Shot primarily in the Bronx and upper Manhattan, Stations of the Elevated is a 45-minute montage of graffitied trains making their way through the subway system. The film is set to the music of Charles Mingus and Aretha Franklin interwoven with ambient noise of the city and the moving trains. While the film has almost no dialogue, there is a short interlude of a group of kids at a station critiquing pieces as trains pass by.

Watching Stations of the Elevated in 2014—in an era when you can buy a T-shirt with Basquiat’s tag from Uniqlo’s Soho location—I was pleasantly surprised to find that Kirchheimer approached graffiti from a critical, and not voyeuristic, perspective. The film predates the cooption and monetization of the medium in the 1980s, and was in fact the first documentary on the subject. As Kirchheimer said in an interview, “with my personal sense of German orderliness (Kirchheimer immigrated to the US as a Jewish refugee in 1936), I originally felt that the graffiti on the trains represented destructive disorder and decay of the city, but in no time at all I found myself fascinated with what was on the trains.” In fact, Stations of the Elevated explores the relationship between advertising and graffiti, foreshadowing things to come, by juxtaposing images of hand-painted billboards with those of graffitied trains. The oversized liquor bottles and close-ups of disembodied body parts in the ads look garish in comparison to the tagged subway cars.

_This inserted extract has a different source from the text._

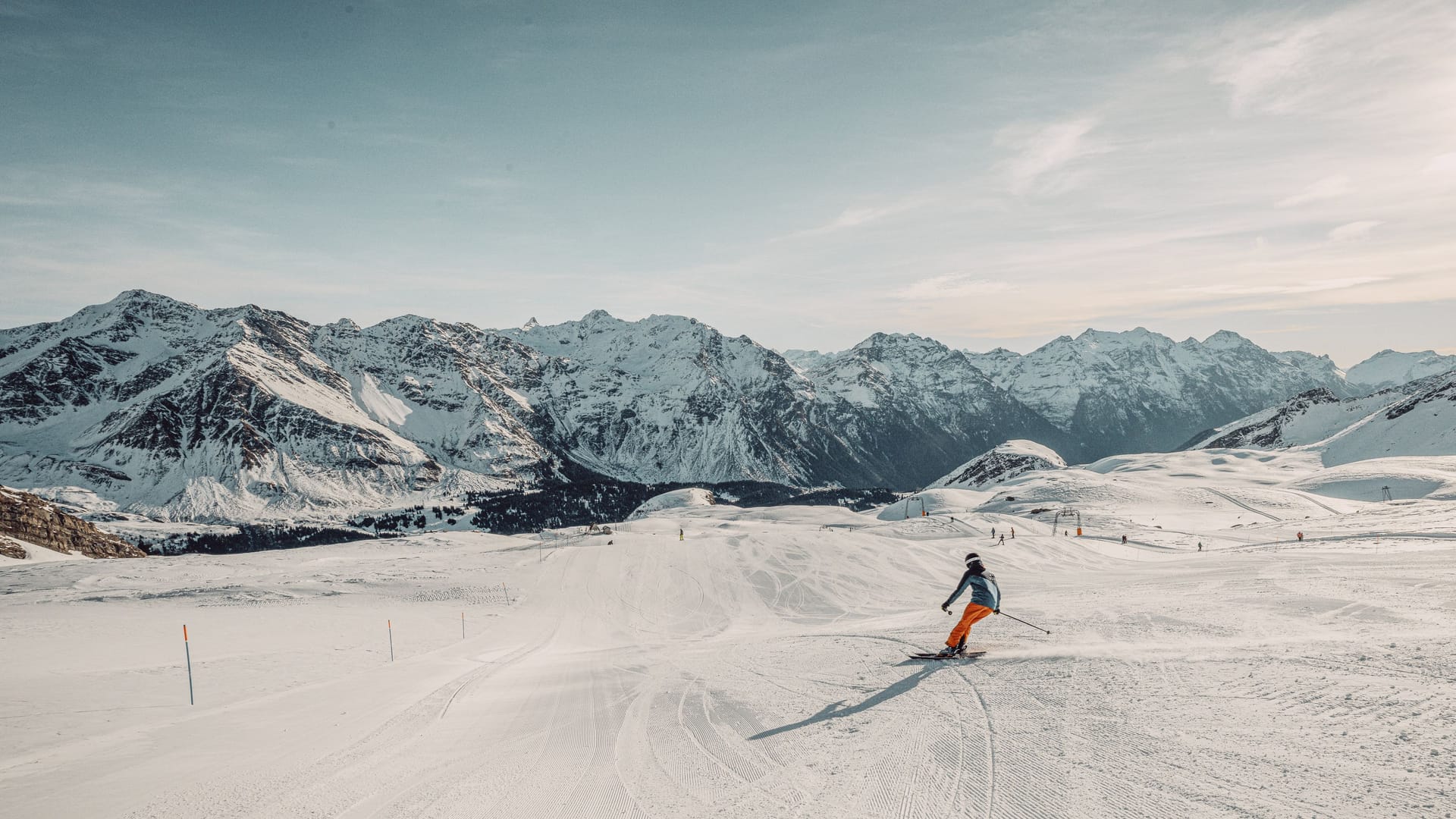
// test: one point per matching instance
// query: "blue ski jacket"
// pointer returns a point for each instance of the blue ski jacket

More importantly for its time, the film captured the dual nature of subway graffiti. It is undoubtedly more sympathetic to the “graffiti as a reaction to neighborhood disinvestment by disaffected youth” narrative. One of the most powerful images in the film is a shot of kids playing among vacant lots and burned out tenements on Tiffany Street in the South Bronx. Frequent tenement fires, which decimated and traumatized the borough in the 1970s, reached their peak (see The Fires and A Plague Upon your Houses) the same year that Kirchheimer began working on Stations of the Elevated. Fire and urban violence are both recurring themes in subway graffiti. At the same time, the opposing narrative, “graffiti as an attack by lawless vandals on the residents of the city”—espoused by mayors Lindsey, Beame, and Koch—is present in the few shots of unhappy straphangers looking out of the tagged and dirty subway windows.

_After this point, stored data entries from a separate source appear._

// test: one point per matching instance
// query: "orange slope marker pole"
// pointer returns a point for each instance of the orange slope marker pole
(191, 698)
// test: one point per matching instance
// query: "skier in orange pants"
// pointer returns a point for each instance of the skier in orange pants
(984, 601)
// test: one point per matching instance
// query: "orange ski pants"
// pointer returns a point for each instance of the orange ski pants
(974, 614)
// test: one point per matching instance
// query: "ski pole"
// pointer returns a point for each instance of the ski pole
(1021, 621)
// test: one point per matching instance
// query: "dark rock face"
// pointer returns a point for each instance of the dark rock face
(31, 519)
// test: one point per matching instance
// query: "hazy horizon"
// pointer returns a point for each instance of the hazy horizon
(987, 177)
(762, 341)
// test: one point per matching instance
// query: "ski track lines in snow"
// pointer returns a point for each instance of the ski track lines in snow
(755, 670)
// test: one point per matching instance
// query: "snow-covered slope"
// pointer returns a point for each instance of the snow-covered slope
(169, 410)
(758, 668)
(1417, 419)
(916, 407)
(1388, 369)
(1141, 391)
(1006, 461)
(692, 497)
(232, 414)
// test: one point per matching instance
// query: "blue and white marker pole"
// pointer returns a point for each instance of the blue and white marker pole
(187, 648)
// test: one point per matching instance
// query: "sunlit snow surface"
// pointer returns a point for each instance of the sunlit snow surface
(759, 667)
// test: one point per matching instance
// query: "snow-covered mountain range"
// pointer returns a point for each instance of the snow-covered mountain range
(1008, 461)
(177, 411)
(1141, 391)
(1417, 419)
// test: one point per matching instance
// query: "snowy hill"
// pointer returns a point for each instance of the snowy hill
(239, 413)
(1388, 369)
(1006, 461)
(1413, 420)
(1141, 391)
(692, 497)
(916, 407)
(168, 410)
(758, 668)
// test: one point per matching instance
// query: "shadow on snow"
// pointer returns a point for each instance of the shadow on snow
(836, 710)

Around the time Stations of the Elevated appeared on movie screens for the first time in the early 1980s, Mayor Koch declared a full-out war on subway graffiti. Still unable to address systemic issues with the transit system due to budget cuts—including derailments, track fires, and larger operational issues—Koch focused on aesthetics. The newly formed Transit Police Vandal Squad, harsher criminal penalties for graffiti writing, the clean trains program, and eventually, a new MTA capital program, all contributed to the decline of subway graffiti. Koch declared the subway system officially graffiti-free on May 12, 1989.

The MTA recently marked its 25th anniversary of being graffiti-free. Because a zero-tolerance relationship to graffiti is deeply embedded in the agency’s organizational culture, seeing a tagged train roll into a station is almost newsworthy. Personally, I have seen maybe three or four over the span of about twenty years, all in the Coney Island Yard.

The questions that the film raises, both about the aesthetic value of graffiti and about the role of advertising in public space, are even more relevant now than they were in the late 1970s. After spending millions of dollars scrubbing subway cars clean of graffiti, the MTA has piloted an advertising program that allows companies to cover the outside and inside of subway cars with ads. This program is one of several attempts by the agency to find alternate revenue streams in response to State subsidy cuts and a growing budgetary crisis.

Stations of the Elevated has great historical value because it offers a fairly unobstructed view into New York City’s recent past. It allows the viewer to reflect on both the aesthetic value of both graffiti and advertising, and more broadly on an era that directly predated and shaped the New York City of today.